Beyond starting a conversation, I think it is vital that we put CO2e emissions on a par with money. There are two complementary ways to do this.
Firstly, there’s the fairly commonly known internal CO2e tax. Basically get every team to record the CO2e they create and charge them for every tonne. Microsoft recently upped their internal carbon tax to $12 per tonne. They want to remove 12 million tonnes at that price, so it’ll cost them $180 million. To put that in financial perspective, they had a gross profit of $24 billion in the financial year ending in 2020.
I’m not implying anything with these figures, I just think it’s fascinating to look at these numbers within the wider context. For more on this listen to this episode of The Energy Gang, from 10 mins and 41 seconds in.
For CO2e taxing to be successful, the problems that CO2e causes and people’s agency over preventing those problems has to be respected and believed. Otherwise it can be seen as a get out of jail free [at quite a low price] card.
Secondly, is CO2e budgets/targets on projects that sit alongside financial budgets and success KPIs.
For example, your new website build has a financial budget of £100,000, a CO2e budget of 1 tonne, a target of 1,000 signups and monthly emissions limit of 100kg.
For this to be successful the aforementioned respect has to be present, but also so do the measurement, corrective, celebratory and punitive processes.

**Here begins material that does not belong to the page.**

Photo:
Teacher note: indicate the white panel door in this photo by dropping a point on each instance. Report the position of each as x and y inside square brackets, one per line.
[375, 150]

If people can’t measure their emissions in a consistent way, or support isn’t given to avoid going over budget, or staying within budget isn’t celebrated, or going over budget isn’t punished, then CO2e budgets will fail.
Badge your stuff
However, having outlined the above, common language about CO2e emissions (particularly from the digital industry) just doesn’t exist yet. But we have to start somewhere. Badging your site in one way or another is a good starting point.
Make the planet part of your procurement process
Finally, we have started including sustainability as a criteria in the CMS selection projects we run for our clients. Stipulating your environmental aspirations during procurement processes and having meaningful weight behind it, is a crucial way to raise awareness of the issue our planet faces.
It will allow you to delve into the environmental credentials of organisations you want to partner with in the same way you expect to understand their financial credibility.
To make sure there isn’t any greenwashing on, ask them why the planet is important to them, have they set CO2e budgets, what genuine initiatives they have put in place and what aspirations they have? You’ll soon be able to decide whether this company will be a good partner for you and the planet.